Los dos pilotos de Hiroshima

Por José Pablo Feinmann

Cierta vez, un 6 de agosto de 1945, en distintos aviones, dos hombres volaron sobre la ciudad de Hiroshima. Se acaban de cumplir sesenta y ocho años del suceso. Uno era el general Paul Tibbets, comandante del operativo. Su avión habría de lanzar la primera bomba atómica sobre una ciudad abierta, que vivía uno más de los difíciles días de la guerra. Pero a esa vida se había acostumbrado. Alguna vez –pensaban– terminaría. La guerra, primero. Los difíciles días, después. Había en esa ciudad, había en Hiroshima, todo lo que suele haber en una ciudad, hombres buenos y malos, mujeres laboriosas, niños que esperaban un futuro para hacerlo suyo y vivirlo con todo derecho, ancianos que se preparaban para una muerte dulce pese al horror de los últimos años. También había animales. Que no saben hacer algoritmos, que no saben dividir el átomo, pero su capacidad de sufrimiento es la misma que la de cualquier humano. Deben ser incluidos en la masacre.
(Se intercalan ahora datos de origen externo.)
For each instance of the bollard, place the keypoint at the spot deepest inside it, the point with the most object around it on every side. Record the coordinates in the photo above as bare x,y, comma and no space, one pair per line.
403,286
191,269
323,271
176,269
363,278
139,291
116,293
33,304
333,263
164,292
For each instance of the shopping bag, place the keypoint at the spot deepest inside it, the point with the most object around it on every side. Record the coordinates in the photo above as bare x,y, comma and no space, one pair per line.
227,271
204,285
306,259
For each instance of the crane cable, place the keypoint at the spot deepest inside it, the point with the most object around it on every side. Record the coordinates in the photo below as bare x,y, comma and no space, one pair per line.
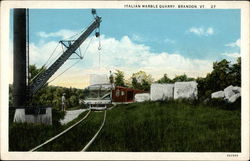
99,50
74,63
47,61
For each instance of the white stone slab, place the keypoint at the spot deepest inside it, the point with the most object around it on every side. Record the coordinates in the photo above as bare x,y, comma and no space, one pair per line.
186,90
237,89
141,97
229,92
219,94
21,117
233,98
161,91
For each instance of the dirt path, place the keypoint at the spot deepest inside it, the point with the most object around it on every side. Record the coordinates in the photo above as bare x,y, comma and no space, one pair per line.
71,115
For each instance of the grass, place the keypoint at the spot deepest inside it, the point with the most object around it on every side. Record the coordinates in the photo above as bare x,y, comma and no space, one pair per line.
24,136
173,126
170,127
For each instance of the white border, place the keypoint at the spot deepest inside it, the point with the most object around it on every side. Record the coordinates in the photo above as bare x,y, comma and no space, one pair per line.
6,5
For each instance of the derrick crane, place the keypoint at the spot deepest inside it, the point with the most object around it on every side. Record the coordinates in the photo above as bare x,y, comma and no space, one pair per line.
42,78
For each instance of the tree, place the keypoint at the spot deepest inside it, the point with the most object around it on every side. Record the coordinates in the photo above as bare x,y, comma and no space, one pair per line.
141,80
119,78
165,79
224,74
182,78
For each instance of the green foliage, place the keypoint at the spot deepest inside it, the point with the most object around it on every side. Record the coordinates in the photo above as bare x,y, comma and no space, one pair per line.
51,95
173,126
223,75
119,78
24,136
178,78
182,78
141,80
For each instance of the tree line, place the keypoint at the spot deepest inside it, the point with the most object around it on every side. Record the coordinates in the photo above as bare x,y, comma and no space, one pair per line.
224,73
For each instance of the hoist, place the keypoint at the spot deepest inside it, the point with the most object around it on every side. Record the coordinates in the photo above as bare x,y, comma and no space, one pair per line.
71,47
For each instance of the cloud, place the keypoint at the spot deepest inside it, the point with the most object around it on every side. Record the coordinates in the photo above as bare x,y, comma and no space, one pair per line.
136,37
123,54
64,34
234,44
201,31
169,41
231,55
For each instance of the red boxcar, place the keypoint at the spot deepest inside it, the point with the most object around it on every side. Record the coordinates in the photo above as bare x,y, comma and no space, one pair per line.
123,94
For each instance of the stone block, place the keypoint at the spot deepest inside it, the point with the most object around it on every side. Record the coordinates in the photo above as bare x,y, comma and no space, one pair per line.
141,97
161,91
237,89
185,90
21,117
233,98
219,94
228,92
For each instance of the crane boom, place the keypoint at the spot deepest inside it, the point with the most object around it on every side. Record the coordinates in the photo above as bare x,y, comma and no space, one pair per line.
41,79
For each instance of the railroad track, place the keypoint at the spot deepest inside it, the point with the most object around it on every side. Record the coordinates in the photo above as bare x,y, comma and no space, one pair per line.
84,148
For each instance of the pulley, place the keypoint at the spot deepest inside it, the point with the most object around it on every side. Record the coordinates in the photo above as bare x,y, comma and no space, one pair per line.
93,11
97,34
El otro hombre –el que, veremos, era muy distinto a Paul Tibbets, tan distinto como distintas fueron sus existencias posteriores al hecho del 6 de agosto de 1945– se llamaba Claude Eatherly y su tarea consistía en fijar el blanco preciso en que la bomba habría de caer. Se equivocó por poco. Debía señalar un puente. Señaló un hospital. A primera vista, uno dice qué horror: un hospital en lugar de un puente. No, en un bombardeo normal habría sido un error imperdonable. Pero en éste no. Era lo mismo. Tanto el Hospital como el puente desaparecieron de la realidad en cinco minutos, o algo así. ¿Importa un minuto menos o un minutos más? Cuando Eatherly regresó a la base, sus compañeros le dijeron –entre la sorna y el asombro–: “¿Sabés lo que hiciste, Paul? Mataste a 200.000 personas en cinco minutos”. Algunos hasta lo felicitaron. Eatherly quedó paralizado. El horror y la culpa penetraron tan hondamente en su sensible conciencia moral que jamás habrían de salir de ahí. Que lo llevarían a la locura. Años más tarde, al Hospital Waco en que estaba internado por graves trastornos mentales, llegó una carta inesperada. Era del distinguido filósofo alemán Günther Anders, discípulo de Heidegger, exiliado del nazismo, esposo de Hannah Arendt. Un hombre, también de extrema sensibilidad, que había entregado su vida luchando contra el armamentismo nuclear. Era, en alguna de sus partes, así: “El que precisamente usted, y no cualquier otro de entre sus miles de millones de contemporáneos, se haya condenado a ser un símbolo, no es culpa suya, y es ciertamente horrible. Pero así es” (Günther Anders, El piloto de Hiroshima, Más allá de los límites de la conciencia, Paidós, Madrid, 2010, p. 33). Más adelante añade una frase de una precisión, de una verdad desgarradora: “También usted, Eatherly, es una víctima de Hiroshima” (Ibid., 39).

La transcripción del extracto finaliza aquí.